Так интересно наблюдать, насколько наш менталитет отличается от американского. Надежда Павловна – настоящий питерский интеллигент, а потому не любит случайных знакомств.
– Ну что, кому тут надо сказать привет? Я никого не знаю.
– Главное, вы знаете Итана и меня. Как вам вчерашний спектакль?
– Ой, ты знаешь, очень примитивно… Посмеяться разок, а так… Тебе бы не понравилось.
В этом вся Надежда. Американское ей кажется примитивным, а все русское она боготворит. Когда-то я её спросила, почему же она не вернётся в Петербург. Сейчас в Америке её уже ничто не держало.
– Ты знаешь, а ведь меня теперь и в Питере ничто не держит. Всё-таки быстро привыкаешь к благам цивилизации.
– Я думаю, мне бы очень понравился спектакль. Я же скучаю по театру. На безрыбье, как говорится…
Я устала со всеми постоянно соглашаться, и мне приятно в кой-то веке сказать то, о чем я думаю. Хоть я и петербурженка (и безумно этим горжусь), но это не значит, что я должна относиться к другим культурам свысока. Совсем наоборот. Быть культурным человеком значит быть терпимым и толерантным. Ах, это слово! Помню, ещё в мои питерские годы, у мамы на работе была директива «все посвящать толерантности». Тогда мне это казалось совершенно очевидным и естественным. Где же те годы! Думаю, сейчас это понятие кажется почти что чужеродным.
– Музыки совершенно не было, – как ни в чем не бывало продолжала Надежда. – Юмор был очень примитивным.
– А моей соседке Джоан очень понравилось!
– Ну, она же американка, – подытожила моя собеседница, будто этим все сказано. Этим и правда многое сказано. Слишком многое для такого короткого слова.
ГЛАВА ВОСЬМАЯ
ИЛИ НАКОНЕЦ-ТО
Мой первый настоящий бойфренд Дейв был американцем. Правда, родители его приехали из Китая, а он, его брат и сестра родились уже в Калифорнии. Когда мы встретились впервые, он только что прилетел с интервью в Чикаго.
– Я по профессии юрист. Хотел быть партнёром в одной компании здесь во Флориде, но они меня обошли, и я уволился. Теперь ищу возможности вернуться в Чикаго. Я там провёл последние двенадцать лет, и мне там очень комфортно.

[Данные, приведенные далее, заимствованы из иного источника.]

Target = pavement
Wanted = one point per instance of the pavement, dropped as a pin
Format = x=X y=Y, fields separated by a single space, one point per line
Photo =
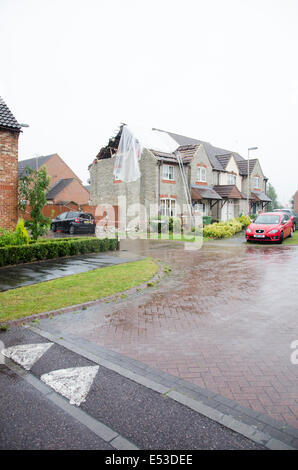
x=205 y=354
x=12 y=277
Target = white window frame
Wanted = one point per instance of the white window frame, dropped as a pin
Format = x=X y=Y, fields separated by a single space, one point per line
x=232 y=179
x=168 y=172
x=257 y=182
x=201 y=174
x=201 y=207
x=168 y=205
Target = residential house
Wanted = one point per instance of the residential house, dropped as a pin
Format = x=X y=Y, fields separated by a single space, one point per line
x=9 y=135
x=64 y=186
x=217 y=180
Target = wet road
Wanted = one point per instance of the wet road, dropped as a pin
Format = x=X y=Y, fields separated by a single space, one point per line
x=225 y=320
x=32 y=273
x=114 y=412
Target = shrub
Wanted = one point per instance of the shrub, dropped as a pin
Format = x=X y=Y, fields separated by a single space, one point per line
x=47 y=249
x=7 y=237
x=244 y=220
x=222 y=229
x=21 y=234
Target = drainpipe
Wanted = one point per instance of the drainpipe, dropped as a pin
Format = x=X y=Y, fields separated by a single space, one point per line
x=158 y=187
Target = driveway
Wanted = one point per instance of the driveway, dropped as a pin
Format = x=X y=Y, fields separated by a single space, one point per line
x=12 y=277
x=224 y=320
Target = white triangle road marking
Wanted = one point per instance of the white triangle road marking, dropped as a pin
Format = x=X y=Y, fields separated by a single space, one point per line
x=26 y=354
x=74 y=383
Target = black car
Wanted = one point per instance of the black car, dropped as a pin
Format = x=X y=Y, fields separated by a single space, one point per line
x=74 y=221
x=291 y=213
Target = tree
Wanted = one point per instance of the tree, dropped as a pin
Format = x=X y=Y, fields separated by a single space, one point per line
x=274 y=204
x=32 y=187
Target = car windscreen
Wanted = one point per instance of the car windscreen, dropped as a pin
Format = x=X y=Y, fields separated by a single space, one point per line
x=72 y=215
x=267 y=219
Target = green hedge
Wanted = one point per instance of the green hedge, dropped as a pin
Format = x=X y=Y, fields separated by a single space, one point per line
x=47 y=249
x=222 y=229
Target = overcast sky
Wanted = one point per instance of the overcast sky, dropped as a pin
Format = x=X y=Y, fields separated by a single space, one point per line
x=224 y=71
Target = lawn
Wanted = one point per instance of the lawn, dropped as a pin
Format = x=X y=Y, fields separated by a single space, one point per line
x=293 y=240
x=76 y=289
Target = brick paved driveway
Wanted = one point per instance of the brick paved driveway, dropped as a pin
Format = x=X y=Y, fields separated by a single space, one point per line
x=223 y=320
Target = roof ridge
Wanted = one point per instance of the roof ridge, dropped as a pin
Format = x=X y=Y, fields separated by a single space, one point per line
x=7 y=119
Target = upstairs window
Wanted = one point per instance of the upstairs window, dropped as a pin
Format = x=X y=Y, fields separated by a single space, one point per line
x=256 y=182
x=168 y=172
x=232 y=179
x=201 y=174
x=168 y=207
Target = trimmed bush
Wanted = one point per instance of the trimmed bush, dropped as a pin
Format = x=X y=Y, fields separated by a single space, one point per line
x=222 y=229
x=47 y=249
x=21 y=234
x=244 y=220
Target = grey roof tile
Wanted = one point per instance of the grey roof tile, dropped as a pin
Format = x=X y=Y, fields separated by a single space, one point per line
x=7 y=119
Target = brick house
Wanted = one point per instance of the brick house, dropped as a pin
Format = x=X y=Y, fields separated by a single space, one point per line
x=64 y=183
x=295 y=202
x=9 y=135
x=217 y=180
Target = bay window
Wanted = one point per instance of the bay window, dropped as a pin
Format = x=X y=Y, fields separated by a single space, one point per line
x=168 y=172
x=168 y=207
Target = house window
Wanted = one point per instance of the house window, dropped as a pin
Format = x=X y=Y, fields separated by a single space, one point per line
x=201 y=174
x=168 y=172
x=168 y=207
x=200 y=207
x=232 y=179
x=256 y=182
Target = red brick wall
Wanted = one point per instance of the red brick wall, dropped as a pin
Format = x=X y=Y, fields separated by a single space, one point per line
x=8 y=178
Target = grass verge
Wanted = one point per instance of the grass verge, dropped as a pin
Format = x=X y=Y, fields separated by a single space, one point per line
x=76 y=289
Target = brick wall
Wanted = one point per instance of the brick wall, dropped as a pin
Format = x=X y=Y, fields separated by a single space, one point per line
x=52 y=210
x=8 y=178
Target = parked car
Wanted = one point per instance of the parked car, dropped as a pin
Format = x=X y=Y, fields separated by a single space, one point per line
x=74 y=221
x=270 y=226
x=291 y=213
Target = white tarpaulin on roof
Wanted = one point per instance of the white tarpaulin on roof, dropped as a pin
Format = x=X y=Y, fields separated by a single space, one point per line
x=133 y=140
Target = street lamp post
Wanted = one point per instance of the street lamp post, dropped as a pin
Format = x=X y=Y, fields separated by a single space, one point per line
x=248 y=177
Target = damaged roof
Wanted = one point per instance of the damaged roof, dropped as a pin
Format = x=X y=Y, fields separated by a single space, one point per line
x=34 y=163
x=58 y=186
x=187 y=146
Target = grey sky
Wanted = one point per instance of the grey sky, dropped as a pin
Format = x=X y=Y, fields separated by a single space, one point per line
x=224 y=71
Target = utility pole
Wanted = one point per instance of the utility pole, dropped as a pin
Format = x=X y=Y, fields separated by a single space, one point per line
x=248 y=177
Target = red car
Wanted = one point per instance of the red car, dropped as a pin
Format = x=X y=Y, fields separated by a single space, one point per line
x=270 y=226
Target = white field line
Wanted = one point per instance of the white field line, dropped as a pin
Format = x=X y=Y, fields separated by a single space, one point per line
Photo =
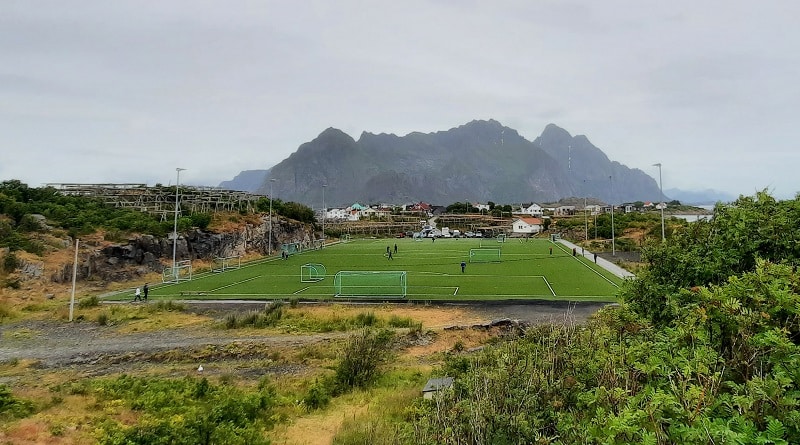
x=236 y=283
x=548 y=285
x=595 y=271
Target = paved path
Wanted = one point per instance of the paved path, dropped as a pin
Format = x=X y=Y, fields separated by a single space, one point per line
x=605 y=264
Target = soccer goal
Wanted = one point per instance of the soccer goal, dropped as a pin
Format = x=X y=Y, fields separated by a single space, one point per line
x=221 y=264
x=484 y=255
x=370 y=284
x=310 y=273
x=181 y=272
x=292 y=248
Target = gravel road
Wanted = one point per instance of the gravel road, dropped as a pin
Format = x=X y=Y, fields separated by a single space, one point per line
x=55 y=344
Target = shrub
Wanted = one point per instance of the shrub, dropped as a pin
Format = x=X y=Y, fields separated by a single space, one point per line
x=361 y=359
x=88 y=302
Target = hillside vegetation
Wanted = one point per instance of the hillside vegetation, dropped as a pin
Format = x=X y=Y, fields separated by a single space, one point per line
x=704 y=349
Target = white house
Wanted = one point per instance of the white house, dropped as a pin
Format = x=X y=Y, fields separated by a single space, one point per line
x=336 y=214
x=534 y=210
x=527 y=225
x=565 y=211
x=593 y=209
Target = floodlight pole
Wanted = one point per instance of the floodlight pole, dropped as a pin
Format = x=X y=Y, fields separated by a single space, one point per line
x=613 y=243
x=661 y=189
x=175 y=226
x=269 y=249
x=324 y=211
x=74 y=278
x=586 y=218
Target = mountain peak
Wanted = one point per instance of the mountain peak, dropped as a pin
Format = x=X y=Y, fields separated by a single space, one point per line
x=553 y=132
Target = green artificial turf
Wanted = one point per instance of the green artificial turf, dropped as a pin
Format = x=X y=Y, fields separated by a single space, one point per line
x=527 y=270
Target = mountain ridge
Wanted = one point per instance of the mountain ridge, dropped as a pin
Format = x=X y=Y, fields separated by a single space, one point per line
x=481 y=160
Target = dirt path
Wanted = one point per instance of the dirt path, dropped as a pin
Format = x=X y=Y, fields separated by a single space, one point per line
x=63 y=344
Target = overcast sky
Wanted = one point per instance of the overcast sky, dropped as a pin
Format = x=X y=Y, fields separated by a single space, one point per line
x=126 y=91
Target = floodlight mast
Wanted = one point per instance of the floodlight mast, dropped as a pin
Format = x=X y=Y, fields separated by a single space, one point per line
x=613 y=246
x=662 y=204
x=324 y=211
x=269 y=249
x=175 y=226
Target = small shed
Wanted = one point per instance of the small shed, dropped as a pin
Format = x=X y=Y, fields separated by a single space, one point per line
x=435 y=385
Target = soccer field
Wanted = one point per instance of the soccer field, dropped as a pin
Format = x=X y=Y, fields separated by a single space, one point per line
x=525 y=270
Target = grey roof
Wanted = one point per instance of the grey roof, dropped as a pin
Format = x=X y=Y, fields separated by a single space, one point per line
x=438 y=383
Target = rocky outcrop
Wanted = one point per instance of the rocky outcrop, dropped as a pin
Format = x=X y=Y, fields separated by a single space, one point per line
x=146 y=253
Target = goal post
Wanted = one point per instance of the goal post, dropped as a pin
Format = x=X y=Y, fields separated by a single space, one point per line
x=221 y=264
x=310 y=273
x=291 y=248
x=370 y=284
x=485 y=255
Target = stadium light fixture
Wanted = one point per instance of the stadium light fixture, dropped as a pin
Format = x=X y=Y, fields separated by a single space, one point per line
x=662 y=204
x=269 y=249
x=324 y=211
x=613 y=245
x=178 y=171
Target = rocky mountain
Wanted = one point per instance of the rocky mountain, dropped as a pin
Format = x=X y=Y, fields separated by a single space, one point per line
x=699 y=197
x=246 y=181
x=479 y=161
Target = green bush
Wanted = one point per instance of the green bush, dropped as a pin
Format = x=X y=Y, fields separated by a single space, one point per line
x=11 y=407
x=85 y=303
x=186 y=411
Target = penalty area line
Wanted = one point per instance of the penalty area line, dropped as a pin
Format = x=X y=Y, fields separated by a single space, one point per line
x=548 y=285
x=236 y=283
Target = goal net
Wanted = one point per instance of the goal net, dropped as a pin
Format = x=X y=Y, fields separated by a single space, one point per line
x=221 y=264
x=484 y=255
x=291 y=248
x=385 y=284
x=310 y=273
x=182 y=271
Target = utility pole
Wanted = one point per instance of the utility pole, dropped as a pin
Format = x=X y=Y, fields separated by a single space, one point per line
x=613 y=246
x=175 y=226
x=269 y=249
x=662 y=204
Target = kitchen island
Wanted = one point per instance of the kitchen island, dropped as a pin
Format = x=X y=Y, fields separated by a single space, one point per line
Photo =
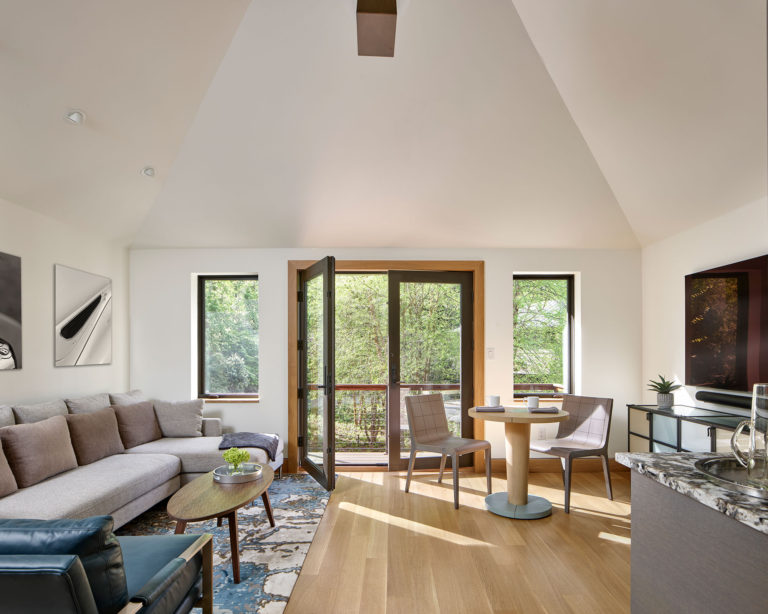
x=697 y=546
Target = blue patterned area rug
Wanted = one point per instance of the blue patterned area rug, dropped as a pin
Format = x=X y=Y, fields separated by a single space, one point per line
x=270 y=558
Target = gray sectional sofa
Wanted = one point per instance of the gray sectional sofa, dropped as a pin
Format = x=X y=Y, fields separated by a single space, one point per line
x=122 y=485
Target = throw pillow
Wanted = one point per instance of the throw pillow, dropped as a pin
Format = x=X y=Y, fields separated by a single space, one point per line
x=27 y=414
x=94 y=435
x=38 y=451
x=180 y=418
x=137 y=424
x=86 y=405
x=7 y=481
x=6 y=416
x=127 y=398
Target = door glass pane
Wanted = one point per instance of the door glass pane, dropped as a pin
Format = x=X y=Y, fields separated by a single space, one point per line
x=430 y=350
x=315 y=397
x=361 y=368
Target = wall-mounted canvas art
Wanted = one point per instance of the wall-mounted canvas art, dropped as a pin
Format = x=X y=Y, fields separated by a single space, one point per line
x=83 y=327
x=10 y=312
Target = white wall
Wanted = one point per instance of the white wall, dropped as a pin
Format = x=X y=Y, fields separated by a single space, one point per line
x=738 y=235
x=163 y=358
x=42 y=242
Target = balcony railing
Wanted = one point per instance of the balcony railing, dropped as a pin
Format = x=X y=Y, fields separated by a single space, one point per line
x=361 y=415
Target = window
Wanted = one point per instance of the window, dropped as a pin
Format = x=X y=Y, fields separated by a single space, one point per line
x=228 y=336
x=543 y=335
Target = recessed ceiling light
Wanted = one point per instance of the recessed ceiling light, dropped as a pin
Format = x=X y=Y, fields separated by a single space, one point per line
x=75 y=116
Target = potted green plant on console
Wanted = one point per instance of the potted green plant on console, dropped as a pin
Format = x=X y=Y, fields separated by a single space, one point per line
x=664 y=389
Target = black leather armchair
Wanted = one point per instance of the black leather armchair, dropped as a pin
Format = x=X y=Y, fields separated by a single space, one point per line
x=81 y=567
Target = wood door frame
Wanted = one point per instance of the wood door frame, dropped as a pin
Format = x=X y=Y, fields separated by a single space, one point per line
x=477 y=267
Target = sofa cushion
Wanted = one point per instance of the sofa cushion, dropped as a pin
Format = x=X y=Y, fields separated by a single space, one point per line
x=137 y=423
x=6 y=416
x=198 y=454
x=7 y=481
x=91 y=490
x=127 y=398
x=94 y=435
x=91 y=539
x=38 y=451
x=26 y=414
x=86 y=405
x=180 y=418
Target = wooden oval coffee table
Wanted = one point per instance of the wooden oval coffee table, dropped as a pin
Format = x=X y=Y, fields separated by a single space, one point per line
x=203 y=499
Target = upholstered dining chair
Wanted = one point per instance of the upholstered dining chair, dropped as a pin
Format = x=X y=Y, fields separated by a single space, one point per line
x=583 y=434
x=429 y=432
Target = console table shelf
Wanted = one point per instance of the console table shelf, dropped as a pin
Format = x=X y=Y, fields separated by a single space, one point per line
x=680 y=429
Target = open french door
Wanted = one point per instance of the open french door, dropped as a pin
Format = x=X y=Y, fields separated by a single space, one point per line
x=317 y=426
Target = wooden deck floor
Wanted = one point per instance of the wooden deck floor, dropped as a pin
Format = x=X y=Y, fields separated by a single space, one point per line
x=381 y=550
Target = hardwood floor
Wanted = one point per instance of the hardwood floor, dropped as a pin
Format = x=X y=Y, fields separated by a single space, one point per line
x=381 y=550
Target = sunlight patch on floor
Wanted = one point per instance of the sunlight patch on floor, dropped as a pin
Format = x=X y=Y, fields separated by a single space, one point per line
x=612 y=537
x=410 y=525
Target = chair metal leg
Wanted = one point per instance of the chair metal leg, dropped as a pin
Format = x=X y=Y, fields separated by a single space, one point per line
x=442 y=468
x=488 y=470
x=455 y=467
x=607 y=472
x=410 y=469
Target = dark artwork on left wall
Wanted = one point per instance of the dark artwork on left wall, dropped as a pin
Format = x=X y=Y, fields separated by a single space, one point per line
x=10 y=312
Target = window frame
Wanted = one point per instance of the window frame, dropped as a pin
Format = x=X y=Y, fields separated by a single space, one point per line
x=570 y=278
x=201 y=393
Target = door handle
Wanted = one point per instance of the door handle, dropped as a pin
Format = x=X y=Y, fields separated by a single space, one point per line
x=395 y=378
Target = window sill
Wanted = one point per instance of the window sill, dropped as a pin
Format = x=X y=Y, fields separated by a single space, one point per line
x=206 y=400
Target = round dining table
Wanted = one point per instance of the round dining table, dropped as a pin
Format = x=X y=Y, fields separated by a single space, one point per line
x=516 y=502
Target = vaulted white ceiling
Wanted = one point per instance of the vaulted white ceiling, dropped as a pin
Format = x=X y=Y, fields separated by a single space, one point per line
x=139 y=70
x=566 y=123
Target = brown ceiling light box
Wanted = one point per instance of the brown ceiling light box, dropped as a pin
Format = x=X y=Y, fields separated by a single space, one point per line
x=376 y=21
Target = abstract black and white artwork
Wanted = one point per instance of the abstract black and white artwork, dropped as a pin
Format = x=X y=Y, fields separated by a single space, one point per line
x=10 y=312
x=83 y=326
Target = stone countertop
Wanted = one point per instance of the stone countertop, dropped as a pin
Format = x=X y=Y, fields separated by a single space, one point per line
x=676 y=471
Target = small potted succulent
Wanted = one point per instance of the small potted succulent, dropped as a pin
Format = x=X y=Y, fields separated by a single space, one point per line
x=236 y=457
x=663 y=389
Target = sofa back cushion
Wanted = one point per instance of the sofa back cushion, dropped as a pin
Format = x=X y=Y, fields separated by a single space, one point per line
x=27 y=414
x=94 y=435
x=86 y=405
x=6 y=416
x=38 y=451
x=180 y=418
x=137 y=424
x=7 y=481
x=127 y=398
x=91 y=539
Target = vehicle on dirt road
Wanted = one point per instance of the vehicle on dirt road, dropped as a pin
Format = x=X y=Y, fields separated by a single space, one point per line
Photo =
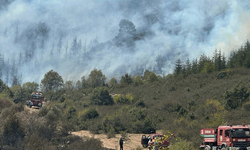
x=35 y=100
x=226 y=138
x=162 y=140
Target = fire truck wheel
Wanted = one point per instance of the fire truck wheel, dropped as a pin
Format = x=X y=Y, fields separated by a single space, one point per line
x=224 y=147
x=144 y=145
x=207 y=147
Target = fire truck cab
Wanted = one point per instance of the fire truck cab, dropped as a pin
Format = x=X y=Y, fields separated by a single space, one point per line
x=226 y=137
x=35 y=100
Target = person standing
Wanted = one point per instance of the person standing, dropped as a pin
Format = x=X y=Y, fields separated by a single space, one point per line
x=121 y=144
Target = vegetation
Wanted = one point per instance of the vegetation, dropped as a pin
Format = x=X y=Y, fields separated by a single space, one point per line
x=203 y=93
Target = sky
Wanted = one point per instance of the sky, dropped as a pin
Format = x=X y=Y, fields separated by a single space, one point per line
x=170 y=29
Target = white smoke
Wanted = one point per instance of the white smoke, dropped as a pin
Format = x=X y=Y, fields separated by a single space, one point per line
x=168 y=29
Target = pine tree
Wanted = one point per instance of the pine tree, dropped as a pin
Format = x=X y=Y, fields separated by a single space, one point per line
x=188 y=67
x=178 y=67
x=195 y=66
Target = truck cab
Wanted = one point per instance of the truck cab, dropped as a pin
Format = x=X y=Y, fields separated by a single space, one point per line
x=36 y=99
x=237 y=137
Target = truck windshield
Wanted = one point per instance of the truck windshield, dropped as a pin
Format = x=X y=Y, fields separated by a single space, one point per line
x=36 y=96
x=240 y=133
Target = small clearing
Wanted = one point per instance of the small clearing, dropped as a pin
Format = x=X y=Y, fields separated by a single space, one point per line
x=133 y=140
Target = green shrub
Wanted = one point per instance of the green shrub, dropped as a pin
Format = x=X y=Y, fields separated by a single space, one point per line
x=111 y=133
x=182 y=145
x=140 y=103
x=221 y=75
x=12 y=131
x=247 y=106
x=235 y=97
x=138 y=80
x=101 y=97
x=4 y=103
x=88 y=114
x=127 y=99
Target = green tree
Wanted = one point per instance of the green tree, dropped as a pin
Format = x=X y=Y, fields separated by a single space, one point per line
x=12 y=131
x=101 y=97
x=19 y=94
x=51 y=81
x=68 y=85
x=178 y=67
x=237 y=96
x=126 y=79
x=30 y=87
x=152 y=77
x=96 y=78
x=138 y=80
x=208 y=67
x=112 y=82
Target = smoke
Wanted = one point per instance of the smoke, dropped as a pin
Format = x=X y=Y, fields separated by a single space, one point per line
x=74 y=37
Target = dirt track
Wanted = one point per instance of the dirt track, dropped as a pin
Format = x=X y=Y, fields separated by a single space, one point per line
x=133 y=142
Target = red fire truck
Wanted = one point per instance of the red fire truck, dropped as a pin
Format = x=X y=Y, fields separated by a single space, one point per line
x=226 y=137
x=35 y=100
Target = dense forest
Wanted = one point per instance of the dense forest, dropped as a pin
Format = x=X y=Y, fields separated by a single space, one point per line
x=202 y=93
x=121 y=66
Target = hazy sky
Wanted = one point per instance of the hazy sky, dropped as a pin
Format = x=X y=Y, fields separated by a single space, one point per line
x=178 y=29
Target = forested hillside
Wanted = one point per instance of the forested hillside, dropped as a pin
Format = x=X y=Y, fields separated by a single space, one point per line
x=203 y=93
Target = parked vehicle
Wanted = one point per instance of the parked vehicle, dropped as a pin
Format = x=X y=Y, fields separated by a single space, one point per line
x=162 y=141
x=226 y=137
x=35 y=100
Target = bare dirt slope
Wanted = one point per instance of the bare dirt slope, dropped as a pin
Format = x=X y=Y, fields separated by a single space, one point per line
x=133 y=142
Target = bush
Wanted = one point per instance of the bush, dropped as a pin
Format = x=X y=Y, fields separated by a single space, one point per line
x=111 y=133
x=247 y=106
x=88 y=114
x=221 y=75
x=127 y=99
x=5 y=104
x=90 y=144
x=13 y=133
x=236 y=96
x=101 y=97
x=140 y=103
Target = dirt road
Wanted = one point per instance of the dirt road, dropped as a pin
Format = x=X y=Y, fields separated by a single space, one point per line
x=133 y=142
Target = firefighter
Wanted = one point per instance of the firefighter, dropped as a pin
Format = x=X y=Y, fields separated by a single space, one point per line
x=121 y=144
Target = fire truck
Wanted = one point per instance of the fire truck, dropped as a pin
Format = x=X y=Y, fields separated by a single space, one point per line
x=149 y=142
x=226 y=137
x=35 y=100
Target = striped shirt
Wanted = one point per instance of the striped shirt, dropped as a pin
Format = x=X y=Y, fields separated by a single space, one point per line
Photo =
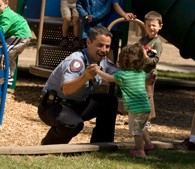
x=132 y=86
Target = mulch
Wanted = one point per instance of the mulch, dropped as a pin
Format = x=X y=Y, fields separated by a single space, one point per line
x=22 y=126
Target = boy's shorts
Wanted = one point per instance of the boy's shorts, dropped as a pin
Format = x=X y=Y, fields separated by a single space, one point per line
x=68 y=10
x=137 y=123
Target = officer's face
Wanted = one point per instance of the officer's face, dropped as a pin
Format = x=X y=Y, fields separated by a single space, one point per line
x=98 y=48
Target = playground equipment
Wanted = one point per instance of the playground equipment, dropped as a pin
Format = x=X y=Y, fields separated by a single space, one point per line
x=4 y=71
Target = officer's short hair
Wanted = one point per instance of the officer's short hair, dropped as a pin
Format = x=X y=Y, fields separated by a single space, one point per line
x=99 y=30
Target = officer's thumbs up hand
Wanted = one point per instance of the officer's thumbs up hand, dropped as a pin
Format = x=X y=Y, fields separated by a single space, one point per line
x=90 y=71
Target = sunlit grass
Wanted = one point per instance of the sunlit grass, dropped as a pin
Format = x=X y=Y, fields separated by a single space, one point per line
x=120 y=159
x=176 y=75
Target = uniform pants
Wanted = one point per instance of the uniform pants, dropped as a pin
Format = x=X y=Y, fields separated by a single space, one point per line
x=67 y=121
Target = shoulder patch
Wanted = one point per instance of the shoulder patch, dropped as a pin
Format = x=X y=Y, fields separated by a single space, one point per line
x=76 y=65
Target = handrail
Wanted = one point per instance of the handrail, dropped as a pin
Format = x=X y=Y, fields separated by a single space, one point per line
x=6 y=73
x=137 y=21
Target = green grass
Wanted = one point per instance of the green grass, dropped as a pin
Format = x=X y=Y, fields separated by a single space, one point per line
x=176 y=75
x=120 y=159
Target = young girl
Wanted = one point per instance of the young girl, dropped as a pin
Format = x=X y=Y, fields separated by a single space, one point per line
x=131 y=80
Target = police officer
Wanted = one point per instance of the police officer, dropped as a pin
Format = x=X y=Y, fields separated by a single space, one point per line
x=70 y=94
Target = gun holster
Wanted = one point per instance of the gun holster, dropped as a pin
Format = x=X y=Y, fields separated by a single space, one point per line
x=50 y=97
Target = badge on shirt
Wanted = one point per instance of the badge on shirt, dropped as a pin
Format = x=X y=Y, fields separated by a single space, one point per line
x=76 y=65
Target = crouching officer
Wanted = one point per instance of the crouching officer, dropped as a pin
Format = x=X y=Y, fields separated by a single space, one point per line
x=70 y=95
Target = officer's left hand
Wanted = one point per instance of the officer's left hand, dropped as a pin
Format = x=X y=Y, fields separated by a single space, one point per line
x=90 y=71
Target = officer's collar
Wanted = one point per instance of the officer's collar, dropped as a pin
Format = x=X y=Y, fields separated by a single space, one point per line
x=86 y=55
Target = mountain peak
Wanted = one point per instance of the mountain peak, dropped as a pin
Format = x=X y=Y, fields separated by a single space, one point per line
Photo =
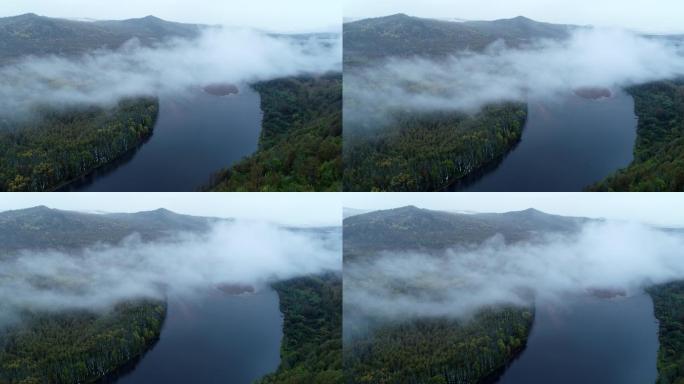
x=25 y=16
x=38 y=208
x=531 y=211
x=161 y=211
x=151 y=18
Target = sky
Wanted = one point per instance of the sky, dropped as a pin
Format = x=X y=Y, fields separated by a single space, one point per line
x=661 y=16
x=299 y=209
x=666 y=209
x=271 y=15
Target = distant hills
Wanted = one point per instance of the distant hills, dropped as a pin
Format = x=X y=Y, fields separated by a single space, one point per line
x=41 y=227
x=30 y=34
x=412 y=228
x=403 y=35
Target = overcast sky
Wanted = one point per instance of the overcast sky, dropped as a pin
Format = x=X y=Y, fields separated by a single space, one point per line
x=274 y=15
x=643 y=15
x=300 y=209
x=653 y=208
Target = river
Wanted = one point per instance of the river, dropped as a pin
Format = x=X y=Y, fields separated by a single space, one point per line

Пока я размышляю, нужны ли мне отношения с парнем из Чикаго он заказывает утку, запеченную в трюфелях, или что-то в этом роде. Как помнится из классики, все шикарное почему-то обязательно должно быть запечено в трюфелях. А я беру самый дешевый суп. Хотя для ресторана, который Дэйв выбрал для свидания, такого понятия как «дешёвый» не существует. Я никогда не считала себя материальным человеком, совсем даже наоборот, но я действительно впечатлена роскошью и апломбом этого места. А суп – прямо-таки амброзия!
– Я не был в серьезных отношениях уже слишком давно… Дай посчитать… Да, пожалуй, уже больше десяти лет.
А еще знаешь, иногда я вижу окружающий мир как будто в разноцветных волнах. Это энергии, которые наполняют все вокруг… – продолжает Дейв. – Только ты не думай, что я сумасшедший. Просто мир гораздо разнообразнее, чем кажется на первый взгляд.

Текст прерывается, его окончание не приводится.